A tasty keto recipe that serves 12. Goes well with a coffee in the morning.

Ingredients

  • 4 large Eggs at room temperature
  • 1 cup Coconut Cream canned, full fat, shake the can before measuring
  • ½ cup Erythritol or sugar or a mix
  • 2 teaspoons Vanilla Extract
  • 1 teaspoon Pure Coconut Extract
  • ¾ cup Coconut Flour, no lumps, measure precisely
  • ½ cup Unsweetened Desiccated Coconut
  • 2 teaspoons Baking Powder

    CREAM CHEESE FROSTING
  • 125g Cream Cheese soft, at room
    temperature, cubed
  • ¼ cup icing sugar
  • ¼ cup Coconut Cream canned, full fat,
    shake the can before measuring
  • 1 teaspoon Coconut Extract

Directions

  1. Preheat oven to 180°C.
  2. Grease and line a 23cm cake pan with coconut oil or butter. Set aside.
  3. In a large bowl, using an electric beater on medium speed, beat the eggs, cream, sugar mix, coconut extract, and vanilla until slightly lighter in colour.
  4. Beat in coconut flour and baking powder until the batter is shiny and has no lumps. Stop the beater and stir in the desiccated coconut. Pour into the pan.
  5. Bake for 20-25 minutes. Insert a pick in the centre of the cake every 5 minutes from 20 minutes of baking. If it comes out clean or with a little bit of crumb,
    it’s cooked!
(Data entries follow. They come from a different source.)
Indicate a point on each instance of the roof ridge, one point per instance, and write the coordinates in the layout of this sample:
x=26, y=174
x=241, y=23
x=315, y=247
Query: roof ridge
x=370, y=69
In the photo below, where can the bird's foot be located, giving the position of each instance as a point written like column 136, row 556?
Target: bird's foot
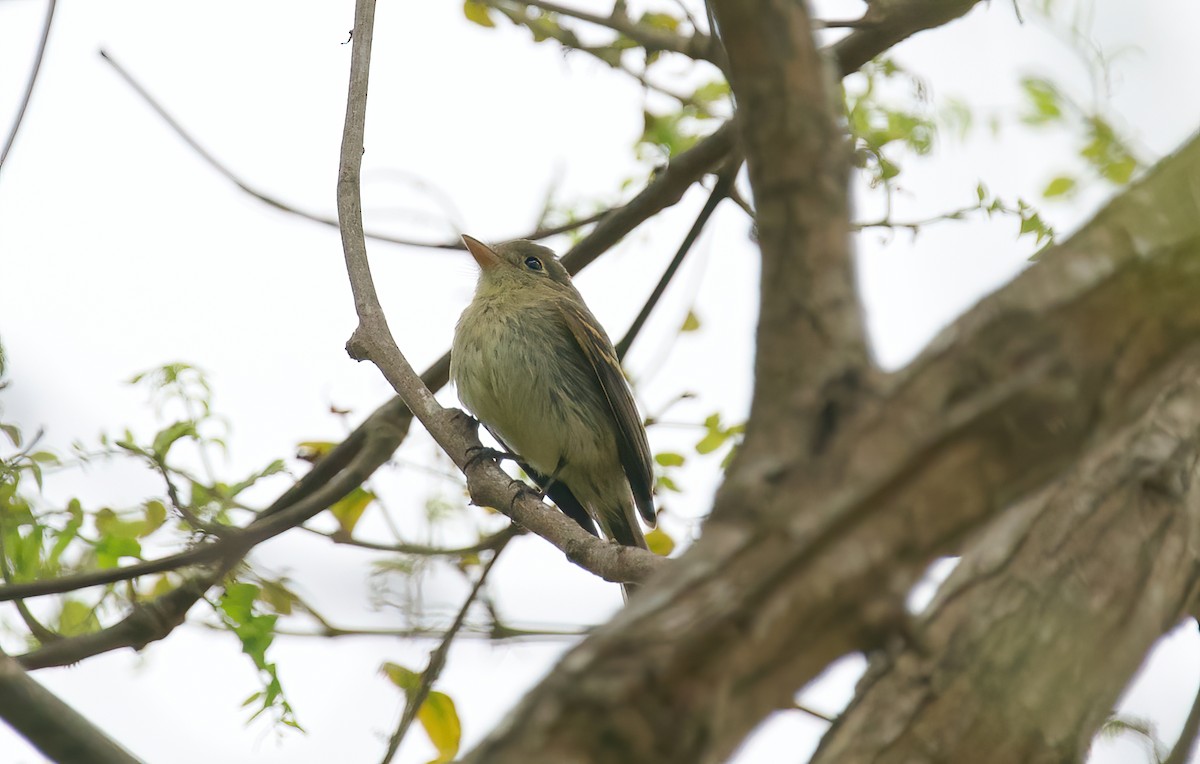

This is the best way to prevent a coconut flour cake from overbaking and getting dry.
  6. Cool 5 minutes in the pan then transfer onto a cooling rack.
  7. Cool 1 hour on the rack or wait until it reaches room temperature to frost.
  8. 10 minutes before serving, beat the cream cheese with coconut cream, coconut extract, and icing until fluffy. If too thick, add more coconut cream until it reaches a texture you love.
  9. Spread the icing on top of the cake and serve with extra toasted desiccated coconut.